Sunday, May 21, 2017

Sunday Book Review Roundup

Done reading the news?  Enjoy these reviews this weekend.


In the NY Times, check out Timothy Tyson’s review of He Calls Me Lightening: The Life of Caliph Washington and the Forgotten Saga of Jim Crow, Southern Justice, and the Death Penalty by S. Jonathan Bass, who “unearths the heretofore undocumented story of Caliph Washington,” a 17-year old who accidentally shot a policeman after being pursued by cops into the woods near Bessner, AL. His “trek through the depths of Jim Crow justice” involves the history of the civil rights movement, criminal justice, and the death penalty. Jane Kamensky reviews Scars of Independence: America’s Violent Birth, Holger Hoock’s re-telling of the more violent aspects of the Revolutionary War, making, as Kamensky says “lookers-on of us all, forcing readers to confront the visceral realities of a conflict too often bathed in warm, nostalgic light.” Russel Shorto’s review of Mike Rapport’s The Unruly City: Paris, London and New York in the Age of Revolution, which describes the connections between the French and American revolutions and the less well-known stories of “popular unrest,” disturbances, and riots in London, is called Three 18th-Century Revolutions and Why They Matter in 2017, and concludes with Shorto “wondering if we’ve come full circle.”

You can also read Gordon S. Wood’s review of T.H. Breen’s George Washington’s Journey: The President Forges a New Nation, which is a “neat and readable account of Washington’s efforts as president to forge a new nation.”

Elsewhere on the internet, David Roediger reviews Joan C. Williams’s “White Working Class: Overcoming Class Cluelessness in America. He says that the book “suffers under problems with accuracy-in-labeling” (“the book is not about the working class in any meaningful sense. Its treatment of race is, at best, fleeting”), and recommends DuBois.

In the Washington Post, one can read about The Soul of the First Amendment,” written by Floyd Abrams, perhaps “the country’s most prominent First Amendment and media lawyer.” Abrams argues that the First Amendment is a distinctly American vehicle that ensures that “citizens achieve self-fulfillment through speech, expression, publication and the free flow of information.” The book is reviewed by the WSJ as well, which adds (gleefully?), that Abrams made enemies on the left after changing his mind on campaign spending and helping Citizens United win its Supreme Court case. The review is, ironically, behind a paywall.

Also in the Journal, Julia Vitullo-Martin reviews Fear City: New York’s Fiscal Crisis and the Rise of Austerity Politics by Kim Phillips-Fein, which summarizes the political shift Phillips-Fein describes: “Koch was a business-oriented mayor not because he liked “the richies,” but because he needed their taxes to pay for services for the poor.”

The same publication evaluates James Q. Whitman’s Hitler's American Model: The United States and the Making of Nazi Race Law, which, Jeff Guo argues, “contributes to a growing recognition of American influences on Nazi thought.”

Ready to close your eyes and listen?
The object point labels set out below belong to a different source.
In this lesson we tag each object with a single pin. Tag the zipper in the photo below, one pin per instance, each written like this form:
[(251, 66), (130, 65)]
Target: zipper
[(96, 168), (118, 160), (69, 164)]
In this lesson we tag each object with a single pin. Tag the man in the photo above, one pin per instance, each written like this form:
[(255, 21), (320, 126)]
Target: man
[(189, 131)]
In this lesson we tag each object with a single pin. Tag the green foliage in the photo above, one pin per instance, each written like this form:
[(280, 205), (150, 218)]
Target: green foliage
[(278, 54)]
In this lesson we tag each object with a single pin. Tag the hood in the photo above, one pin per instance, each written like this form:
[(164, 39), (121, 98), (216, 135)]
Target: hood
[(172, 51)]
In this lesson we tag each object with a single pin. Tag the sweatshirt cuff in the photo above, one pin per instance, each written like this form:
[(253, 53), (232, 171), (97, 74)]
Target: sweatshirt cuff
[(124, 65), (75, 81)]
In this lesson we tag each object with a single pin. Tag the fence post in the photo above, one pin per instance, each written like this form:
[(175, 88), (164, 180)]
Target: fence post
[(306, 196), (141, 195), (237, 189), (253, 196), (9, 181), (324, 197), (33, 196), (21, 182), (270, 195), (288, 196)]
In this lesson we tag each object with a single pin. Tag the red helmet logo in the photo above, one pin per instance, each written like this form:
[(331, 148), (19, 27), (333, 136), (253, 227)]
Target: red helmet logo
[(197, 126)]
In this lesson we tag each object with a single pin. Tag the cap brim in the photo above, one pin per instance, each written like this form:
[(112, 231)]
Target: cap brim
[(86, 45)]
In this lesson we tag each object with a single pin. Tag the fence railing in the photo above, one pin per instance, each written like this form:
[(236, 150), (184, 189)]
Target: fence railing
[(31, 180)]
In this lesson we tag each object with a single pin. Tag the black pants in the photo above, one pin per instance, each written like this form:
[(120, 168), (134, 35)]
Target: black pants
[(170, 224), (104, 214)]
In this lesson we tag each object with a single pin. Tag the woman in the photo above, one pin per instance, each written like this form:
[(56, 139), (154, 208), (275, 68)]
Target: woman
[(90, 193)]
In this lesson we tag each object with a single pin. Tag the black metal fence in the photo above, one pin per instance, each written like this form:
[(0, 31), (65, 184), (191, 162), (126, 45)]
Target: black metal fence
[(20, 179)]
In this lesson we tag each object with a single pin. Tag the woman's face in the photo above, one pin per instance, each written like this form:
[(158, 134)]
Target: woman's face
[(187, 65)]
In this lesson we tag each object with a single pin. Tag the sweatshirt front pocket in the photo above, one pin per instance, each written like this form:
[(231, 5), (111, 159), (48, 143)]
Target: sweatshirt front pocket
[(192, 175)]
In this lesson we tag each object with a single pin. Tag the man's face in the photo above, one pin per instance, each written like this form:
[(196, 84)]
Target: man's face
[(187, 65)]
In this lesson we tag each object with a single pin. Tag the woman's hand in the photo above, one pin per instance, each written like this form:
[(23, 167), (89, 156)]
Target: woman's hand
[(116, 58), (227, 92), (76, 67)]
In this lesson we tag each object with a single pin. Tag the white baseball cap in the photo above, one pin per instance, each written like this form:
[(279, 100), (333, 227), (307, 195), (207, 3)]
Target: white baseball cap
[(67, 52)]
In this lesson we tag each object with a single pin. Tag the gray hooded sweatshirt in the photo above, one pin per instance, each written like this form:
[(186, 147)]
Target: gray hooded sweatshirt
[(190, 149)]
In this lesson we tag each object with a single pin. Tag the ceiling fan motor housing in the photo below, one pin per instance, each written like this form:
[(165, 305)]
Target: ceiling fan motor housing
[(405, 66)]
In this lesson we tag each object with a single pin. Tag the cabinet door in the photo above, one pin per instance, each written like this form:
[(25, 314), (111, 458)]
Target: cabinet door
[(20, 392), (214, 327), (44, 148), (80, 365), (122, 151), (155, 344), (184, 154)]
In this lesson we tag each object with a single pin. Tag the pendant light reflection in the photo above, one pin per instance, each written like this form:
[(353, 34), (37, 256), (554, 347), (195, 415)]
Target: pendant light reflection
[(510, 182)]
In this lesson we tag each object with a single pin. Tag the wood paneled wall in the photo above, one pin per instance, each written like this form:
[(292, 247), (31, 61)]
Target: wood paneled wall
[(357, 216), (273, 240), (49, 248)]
The New Books Network features interviews with Ralph Young (on his book Dissent: The History of an American Idea, which “provides a fast-paced four hundred years people’s history of dissenters in America.”); Michael Bryant (whose A World History of War Crimes: From Antiquity to the Present is “a reminder that, while expectations about how soldiers (and others) would act during warfare are not new at all, the notion of war crimes is actually quite recent,” and is “derived from religion or from the shape of the political institutions in society,” rather than grander notions of the dignity of the person); William Rankin (who describes, in After the Map: Cartography, Navigation, and the Transformation of Territory in the Twentieth Century (University of Chicago Press, the shift from maps to coordinate systems, and then eventually to GPS, which “produced novel geographical subjectivities, navigational experiences and geopolitical arrangements.”); Julie Gottleib (whose ‘Guilty Women’: Foreign Policy and Appeasement in Inter-War Britain describes the role of “politically engaged women” in negotiating with Nazis, and the gendered notions at play in appeasement efforts); Stanley Corkin (who presents, in Connecting The Wire: Race, Space, and Postindustrial Baltimore, “the first comprehensive, season-by-season analysis of the entire series.”), and David Garland on The Welfare State: A Very Short Introduction.